The massive content hub that has become the talk of the online world is planning to go public. Today, Demand Media filed an S-1 with the U.S. Securities and Exchange Commission (SEC) which is the first step to an IPO.
As All Things D notes, it doesn’t include info on the value Demand Media thinks it can get when it goes public, but it’s the first time the outside world has seen numbers within this private company.
According to financial disclosures, Demand Media is making lots of money, but it’s not yet profitable.
For the year ended December 31, 2009 and the six months ended June 30, 2010, Demand Media reported revenue of $198 million and $114 million, respectively. For these same periods, the company reported net losses of $22 million and $6 million, respectively.
According to the SEC filing, Demand Media generates a substantial portion of its revenue from selling ads and through domain name registrations. There are more than 10,000 Demand media contributors now and content they create is syndicated to Demand Media sites such as eHow, Trails.com, Cracked, and Livestrong.com.
And as Danny Sullivan pointed out, revenue generated from search engines are a big part of its business; 26 percent of Demand Media’s income this year came from Google, up from 18 percent a year ago.
The SEC filing points to specific agreements with Google that expire in 2011 and 2012:
We use Google for cost-per-click advertising and search results on our owned and operated websites and on our network of customer websites, and receive a portion of the revenue generated by advertisements provided by Google on those websites. Our Google cost-per-click agreement for our developed websites, such as eHow, expires in the second quarter of 2012 and our Google cost-per-click agreement for our undeveloped websites expires in the first quarter of 2011. In addition, we also engage Google’s DoubleClick ad-serving platform to deliver advertisements to our developed websites and have another revenue-sharing agreement with respect to revenue generated by our content posted on Google’s Youtube.com, both of which are currently on year to year terms that expire in the fourth quarter of 2010.

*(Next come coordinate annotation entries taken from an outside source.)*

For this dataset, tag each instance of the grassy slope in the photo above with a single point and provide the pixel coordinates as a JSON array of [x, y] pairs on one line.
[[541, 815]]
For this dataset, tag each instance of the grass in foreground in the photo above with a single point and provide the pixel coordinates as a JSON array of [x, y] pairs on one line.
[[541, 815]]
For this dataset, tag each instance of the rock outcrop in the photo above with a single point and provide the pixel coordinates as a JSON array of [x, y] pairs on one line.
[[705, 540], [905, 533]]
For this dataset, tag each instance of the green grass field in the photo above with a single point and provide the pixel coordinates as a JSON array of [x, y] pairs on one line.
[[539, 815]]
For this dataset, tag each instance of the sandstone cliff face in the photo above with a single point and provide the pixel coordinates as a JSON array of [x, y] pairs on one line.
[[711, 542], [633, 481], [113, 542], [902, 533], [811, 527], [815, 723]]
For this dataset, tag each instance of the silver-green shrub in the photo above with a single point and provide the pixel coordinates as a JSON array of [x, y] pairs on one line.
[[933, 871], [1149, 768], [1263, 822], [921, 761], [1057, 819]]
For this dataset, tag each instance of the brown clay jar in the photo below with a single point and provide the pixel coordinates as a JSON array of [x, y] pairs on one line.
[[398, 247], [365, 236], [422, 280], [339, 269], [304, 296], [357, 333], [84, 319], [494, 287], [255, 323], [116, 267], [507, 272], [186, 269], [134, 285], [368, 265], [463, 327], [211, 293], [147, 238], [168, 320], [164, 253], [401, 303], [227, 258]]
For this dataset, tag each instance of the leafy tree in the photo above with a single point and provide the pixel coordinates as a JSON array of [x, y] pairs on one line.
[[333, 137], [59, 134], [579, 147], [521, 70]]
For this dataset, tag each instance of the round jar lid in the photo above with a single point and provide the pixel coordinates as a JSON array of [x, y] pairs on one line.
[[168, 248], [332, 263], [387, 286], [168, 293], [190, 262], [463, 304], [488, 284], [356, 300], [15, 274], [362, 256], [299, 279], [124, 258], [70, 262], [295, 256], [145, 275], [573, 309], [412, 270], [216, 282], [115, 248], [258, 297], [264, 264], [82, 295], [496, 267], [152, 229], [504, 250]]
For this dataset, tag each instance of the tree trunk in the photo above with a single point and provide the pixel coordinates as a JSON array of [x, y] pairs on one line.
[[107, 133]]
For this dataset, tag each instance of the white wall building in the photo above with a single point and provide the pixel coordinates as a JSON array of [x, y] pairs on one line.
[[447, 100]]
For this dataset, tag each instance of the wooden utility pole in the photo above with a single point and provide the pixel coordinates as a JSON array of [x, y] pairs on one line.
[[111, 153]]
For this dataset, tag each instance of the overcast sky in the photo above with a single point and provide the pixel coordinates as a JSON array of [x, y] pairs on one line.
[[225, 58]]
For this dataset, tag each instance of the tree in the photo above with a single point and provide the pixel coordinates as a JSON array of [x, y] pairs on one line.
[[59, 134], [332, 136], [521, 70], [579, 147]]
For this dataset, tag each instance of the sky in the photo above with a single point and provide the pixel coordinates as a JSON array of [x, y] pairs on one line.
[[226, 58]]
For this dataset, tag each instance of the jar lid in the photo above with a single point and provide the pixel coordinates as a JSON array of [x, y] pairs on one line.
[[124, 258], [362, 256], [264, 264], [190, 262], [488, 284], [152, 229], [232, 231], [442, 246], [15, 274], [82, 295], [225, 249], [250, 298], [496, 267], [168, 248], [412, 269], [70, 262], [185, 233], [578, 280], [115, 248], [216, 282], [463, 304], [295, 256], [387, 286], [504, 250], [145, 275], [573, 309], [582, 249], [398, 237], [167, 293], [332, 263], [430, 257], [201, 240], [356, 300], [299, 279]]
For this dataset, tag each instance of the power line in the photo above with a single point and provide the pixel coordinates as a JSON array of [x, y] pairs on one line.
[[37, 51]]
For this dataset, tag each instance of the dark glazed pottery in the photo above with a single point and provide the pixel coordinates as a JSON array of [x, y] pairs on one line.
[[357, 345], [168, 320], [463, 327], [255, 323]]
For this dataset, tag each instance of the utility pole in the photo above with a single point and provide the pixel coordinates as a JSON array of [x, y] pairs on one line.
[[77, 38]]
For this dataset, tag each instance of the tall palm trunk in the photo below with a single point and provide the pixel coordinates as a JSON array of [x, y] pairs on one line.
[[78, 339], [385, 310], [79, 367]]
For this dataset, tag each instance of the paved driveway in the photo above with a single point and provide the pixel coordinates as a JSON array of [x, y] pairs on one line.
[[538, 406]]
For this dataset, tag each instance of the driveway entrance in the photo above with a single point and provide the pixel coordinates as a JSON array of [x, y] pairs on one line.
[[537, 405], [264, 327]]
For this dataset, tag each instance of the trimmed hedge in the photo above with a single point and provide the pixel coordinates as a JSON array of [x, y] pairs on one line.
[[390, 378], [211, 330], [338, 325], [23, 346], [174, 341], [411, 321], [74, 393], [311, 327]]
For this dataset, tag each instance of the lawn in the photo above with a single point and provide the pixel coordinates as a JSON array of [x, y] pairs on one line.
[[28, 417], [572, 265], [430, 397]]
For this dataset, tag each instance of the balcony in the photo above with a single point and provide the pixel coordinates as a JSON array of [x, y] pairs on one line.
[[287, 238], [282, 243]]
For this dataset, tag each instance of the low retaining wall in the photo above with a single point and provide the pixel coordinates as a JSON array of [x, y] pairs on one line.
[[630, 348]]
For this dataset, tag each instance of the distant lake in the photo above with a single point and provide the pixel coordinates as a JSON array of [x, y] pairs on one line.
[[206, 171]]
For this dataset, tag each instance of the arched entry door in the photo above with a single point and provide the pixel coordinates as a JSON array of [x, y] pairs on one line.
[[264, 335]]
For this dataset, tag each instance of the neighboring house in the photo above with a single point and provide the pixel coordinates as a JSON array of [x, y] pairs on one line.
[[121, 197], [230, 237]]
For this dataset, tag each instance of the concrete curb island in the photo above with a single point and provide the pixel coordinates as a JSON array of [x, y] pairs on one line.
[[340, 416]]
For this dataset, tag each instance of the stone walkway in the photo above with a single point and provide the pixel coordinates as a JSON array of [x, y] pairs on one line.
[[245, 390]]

Demand Media also notes potential areas where change can bring about a big hit to its bottom line, noting:
Our failure to successfully manage our SEO strategy could result in a substantial decrease in traffic to our owned and operated websites and to our customer websites through which we distribute our content, which would result in substantial decreases in conversion rates and repeat business, as well as increased costs if we were to replace free traffic with paid traffic. Any or all of these results would adversely affect our business, revenue, financial condition and results of operations.